Max Schettewi


2025

pdf bib
Embedding-Free RAG
Jessica Maghakian | Raunak Sinha | Max Schettewi | Gunkirat Kaur
Findings of the Association for Computational Linguistics: EMNLP 2025

Retrieval-Augmented Generation (RAG) is the current state-of-the-art method for mitigating the shortcomings of large language models (LLMs) by incorporating external knowledge sources to provide more relevant and accurate responses to user queries.

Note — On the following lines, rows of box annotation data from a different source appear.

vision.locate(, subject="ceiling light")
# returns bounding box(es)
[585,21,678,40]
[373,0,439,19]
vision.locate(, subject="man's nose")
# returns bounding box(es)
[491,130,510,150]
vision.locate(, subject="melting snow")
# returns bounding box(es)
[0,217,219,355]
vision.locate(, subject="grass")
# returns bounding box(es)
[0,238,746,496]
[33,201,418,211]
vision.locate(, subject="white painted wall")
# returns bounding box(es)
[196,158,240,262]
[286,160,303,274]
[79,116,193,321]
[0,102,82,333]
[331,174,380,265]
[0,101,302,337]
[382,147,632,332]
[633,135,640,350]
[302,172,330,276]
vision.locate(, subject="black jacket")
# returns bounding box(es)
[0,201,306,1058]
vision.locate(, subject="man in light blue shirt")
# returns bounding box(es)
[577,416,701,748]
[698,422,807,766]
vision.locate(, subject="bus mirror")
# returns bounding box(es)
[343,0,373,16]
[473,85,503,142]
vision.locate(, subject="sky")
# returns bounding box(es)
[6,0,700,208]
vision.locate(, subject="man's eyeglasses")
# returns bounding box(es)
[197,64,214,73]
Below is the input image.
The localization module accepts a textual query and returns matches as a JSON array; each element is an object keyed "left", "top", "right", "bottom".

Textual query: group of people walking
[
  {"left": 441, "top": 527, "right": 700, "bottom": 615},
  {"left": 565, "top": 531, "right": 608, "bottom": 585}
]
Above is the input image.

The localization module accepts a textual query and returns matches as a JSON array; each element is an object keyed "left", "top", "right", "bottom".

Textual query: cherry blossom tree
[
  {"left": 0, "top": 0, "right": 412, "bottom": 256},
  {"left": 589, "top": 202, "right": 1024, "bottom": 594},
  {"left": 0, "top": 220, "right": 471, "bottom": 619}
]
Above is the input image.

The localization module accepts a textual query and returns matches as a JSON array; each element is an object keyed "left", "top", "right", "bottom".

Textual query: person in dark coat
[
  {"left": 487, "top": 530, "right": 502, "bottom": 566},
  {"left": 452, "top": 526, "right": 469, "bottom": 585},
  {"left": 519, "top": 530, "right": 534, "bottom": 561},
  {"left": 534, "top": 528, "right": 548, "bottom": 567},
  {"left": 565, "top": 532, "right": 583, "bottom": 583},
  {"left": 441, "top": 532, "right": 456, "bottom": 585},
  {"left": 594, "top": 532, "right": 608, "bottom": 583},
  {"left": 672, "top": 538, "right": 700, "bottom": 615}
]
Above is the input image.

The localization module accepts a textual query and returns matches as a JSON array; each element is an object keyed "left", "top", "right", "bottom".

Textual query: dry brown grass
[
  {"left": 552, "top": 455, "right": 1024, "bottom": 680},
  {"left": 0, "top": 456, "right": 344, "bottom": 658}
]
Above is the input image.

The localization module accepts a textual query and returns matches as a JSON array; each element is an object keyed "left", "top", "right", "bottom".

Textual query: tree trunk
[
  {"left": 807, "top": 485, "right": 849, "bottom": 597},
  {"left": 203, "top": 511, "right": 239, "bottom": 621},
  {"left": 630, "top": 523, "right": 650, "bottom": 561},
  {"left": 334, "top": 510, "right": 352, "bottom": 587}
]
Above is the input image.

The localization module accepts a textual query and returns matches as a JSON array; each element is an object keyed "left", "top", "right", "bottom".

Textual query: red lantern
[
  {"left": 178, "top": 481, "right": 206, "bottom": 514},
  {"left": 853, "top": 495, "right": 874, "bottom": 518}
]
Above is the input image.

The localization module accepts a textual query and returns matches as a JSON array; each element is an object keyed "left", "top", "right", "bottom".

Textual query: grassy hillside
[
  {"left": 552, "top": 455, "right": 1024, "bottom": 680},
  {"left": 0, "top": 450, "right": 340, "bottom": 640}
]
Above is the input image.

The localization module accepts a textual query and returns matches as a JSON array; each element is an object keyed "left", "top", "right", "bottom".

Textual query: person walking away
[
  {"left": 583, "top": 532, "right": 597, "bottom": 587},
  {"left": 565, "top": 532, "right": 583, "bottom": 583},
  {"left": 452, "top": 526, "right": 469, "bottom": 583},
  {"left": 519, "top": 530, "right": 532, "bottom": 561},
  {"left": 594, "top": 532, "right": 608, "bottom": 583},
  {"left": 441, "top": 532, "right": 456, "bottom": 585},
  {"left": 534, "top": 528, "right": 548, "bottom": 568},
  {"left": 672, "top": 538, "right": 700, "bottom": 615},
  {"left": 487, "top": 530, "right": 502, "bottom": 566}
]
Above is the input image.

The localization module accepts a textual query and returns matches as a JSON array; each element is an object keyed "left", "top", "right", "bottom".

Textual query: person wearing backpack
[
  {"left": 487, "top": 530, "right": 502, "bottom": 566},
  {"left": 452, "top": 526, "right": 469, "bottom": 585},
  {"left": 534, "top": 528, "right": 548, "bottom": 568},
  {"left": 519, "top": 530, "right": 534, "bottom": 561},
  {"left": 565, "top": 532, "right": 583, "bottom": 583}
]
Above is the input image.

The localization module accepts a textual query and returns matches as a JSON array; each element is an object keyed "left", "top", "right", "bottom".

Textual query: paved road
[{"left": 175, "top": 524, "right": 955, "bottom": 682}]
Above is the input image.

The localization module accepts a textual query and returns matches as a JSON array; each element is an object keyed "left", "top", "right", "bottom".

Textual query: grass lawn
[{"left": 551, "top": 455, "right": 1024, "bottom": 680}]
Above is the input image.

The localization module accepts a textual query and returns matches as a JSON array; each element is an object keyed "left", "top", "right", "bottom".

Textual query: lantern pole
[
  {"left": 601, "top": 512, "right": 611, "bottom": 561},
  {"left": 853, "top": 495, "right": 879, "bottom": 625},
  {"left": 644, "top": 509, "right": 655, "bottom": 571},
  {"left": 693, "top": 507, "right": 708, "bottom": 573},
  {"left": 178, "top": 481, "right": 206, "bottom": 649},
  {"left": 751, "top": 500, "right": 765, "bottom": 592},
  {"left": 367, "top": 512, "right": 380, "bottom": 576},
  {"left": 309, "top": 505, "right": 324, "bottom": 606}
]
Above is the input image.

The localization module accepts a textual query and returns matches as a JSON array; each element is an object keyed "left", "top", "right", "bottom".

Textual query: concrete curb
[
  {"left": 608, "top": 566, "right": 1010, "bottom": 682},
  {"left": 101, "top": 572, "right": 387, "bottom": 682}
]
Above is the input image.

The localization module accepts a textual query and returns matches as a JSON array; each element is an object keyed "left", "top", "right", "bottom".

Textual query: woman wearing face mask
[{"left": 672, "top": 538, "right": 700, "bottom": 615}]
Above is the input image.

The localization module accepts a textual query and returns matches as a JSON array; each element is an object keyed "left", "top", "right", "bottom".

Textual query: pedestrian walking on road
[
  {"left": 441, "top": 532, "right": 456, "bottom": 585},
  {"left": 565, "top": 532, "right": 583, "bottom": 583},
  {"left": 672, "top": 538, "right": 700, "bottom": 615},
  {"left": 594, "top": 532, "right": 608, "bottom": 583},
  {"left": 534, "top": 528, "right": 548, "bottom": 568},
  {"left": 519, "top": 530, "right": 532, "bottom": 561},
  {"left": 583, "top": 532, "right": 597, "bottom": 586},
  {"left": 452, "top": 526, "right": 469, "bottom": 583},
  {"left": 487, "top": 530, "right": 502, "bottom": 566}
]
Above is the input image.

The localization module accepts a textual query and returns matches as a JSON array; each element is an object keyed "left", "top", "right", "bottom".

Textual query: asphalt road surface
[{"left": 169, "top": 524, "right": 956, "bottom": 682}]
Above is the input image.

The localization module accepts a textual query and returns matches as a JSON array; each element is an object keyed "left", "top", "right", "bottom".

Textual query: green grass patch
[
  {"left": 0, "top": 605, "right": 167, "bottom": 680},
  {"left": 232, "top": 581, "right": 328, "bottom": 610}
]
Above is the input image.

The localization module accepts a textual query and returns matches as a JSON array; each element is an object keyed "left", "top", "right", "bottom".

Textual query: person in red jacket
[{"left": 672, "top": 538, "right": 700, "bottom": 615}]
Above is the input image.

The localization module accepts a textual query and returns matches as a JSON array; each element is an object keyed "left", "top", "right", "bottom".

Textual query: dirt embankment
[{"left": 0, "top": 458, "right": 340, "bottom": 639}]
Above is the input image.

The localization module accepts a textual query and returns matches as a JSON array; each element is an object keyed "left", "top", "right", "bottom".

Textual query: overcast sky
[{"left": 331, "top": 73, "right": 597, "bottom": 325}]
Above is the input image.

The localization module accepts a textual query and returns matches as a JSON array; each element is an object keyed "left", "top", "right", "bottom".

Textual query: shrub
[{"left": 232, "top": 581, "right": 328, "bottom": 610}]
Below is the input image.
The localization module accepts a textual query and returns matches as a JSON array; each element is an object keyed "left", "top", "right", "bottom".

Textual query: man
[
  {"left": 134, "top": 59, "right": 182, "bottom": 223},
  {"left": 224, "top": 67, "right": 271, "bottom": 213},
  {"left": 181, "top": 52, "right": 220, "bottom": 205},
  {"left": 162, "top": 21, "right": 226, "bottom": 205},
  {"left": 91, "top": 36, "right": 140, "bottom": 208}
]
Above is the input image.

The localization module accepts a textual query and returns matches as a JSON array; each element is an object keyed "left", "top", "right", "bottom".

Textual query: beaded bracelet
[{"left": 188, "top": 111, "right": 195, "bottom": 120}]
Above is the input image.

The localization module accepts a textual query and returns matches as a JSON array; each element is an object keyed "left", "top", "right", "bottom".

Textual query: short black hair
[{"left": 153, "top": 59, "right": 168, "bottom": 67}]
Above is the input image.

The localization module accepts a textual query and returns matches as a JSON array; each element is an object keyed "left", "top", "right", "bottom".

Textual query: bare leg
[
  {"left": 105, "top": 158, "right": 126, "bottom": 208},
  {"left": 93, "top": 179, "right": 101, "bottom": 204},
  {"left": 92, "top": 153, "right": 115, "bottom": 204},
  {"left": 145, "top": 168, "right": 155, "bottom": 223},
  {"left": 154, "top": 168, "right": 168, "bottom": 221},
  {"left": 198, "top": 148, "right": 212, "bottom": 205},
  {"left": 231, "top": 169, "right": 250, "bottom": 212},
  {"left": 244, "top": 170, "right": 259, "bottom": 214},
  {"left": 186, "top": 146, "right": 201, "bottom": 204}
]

However building performant RAG systems for real use-cases typically requires heavy investment from NLP experts, such as fine-tuning embedding models for specialized domains, experimenting with text chunking strategies and other niche hyperparameter tunings. We propose Embedding-Free RAG, a model-agnostic approach that enables the deployment of a one-size-fits-all RAG pipeline for user-provided grounding documents. Unlike traditional RAG, which relies on embedding models for information retrieval, Embedding-Free RAG leverages the generalized reasoning abilities of LLMs in a novel algorithmic framework during the retrieval stage. Extensive experiments demonstrate that Embedding-Free RAG outperforms existing state-of-the-art methods, achieving up to 4.6x higher F1 scores and up to 2x better question answering accuracy across a wide range of challenging domains.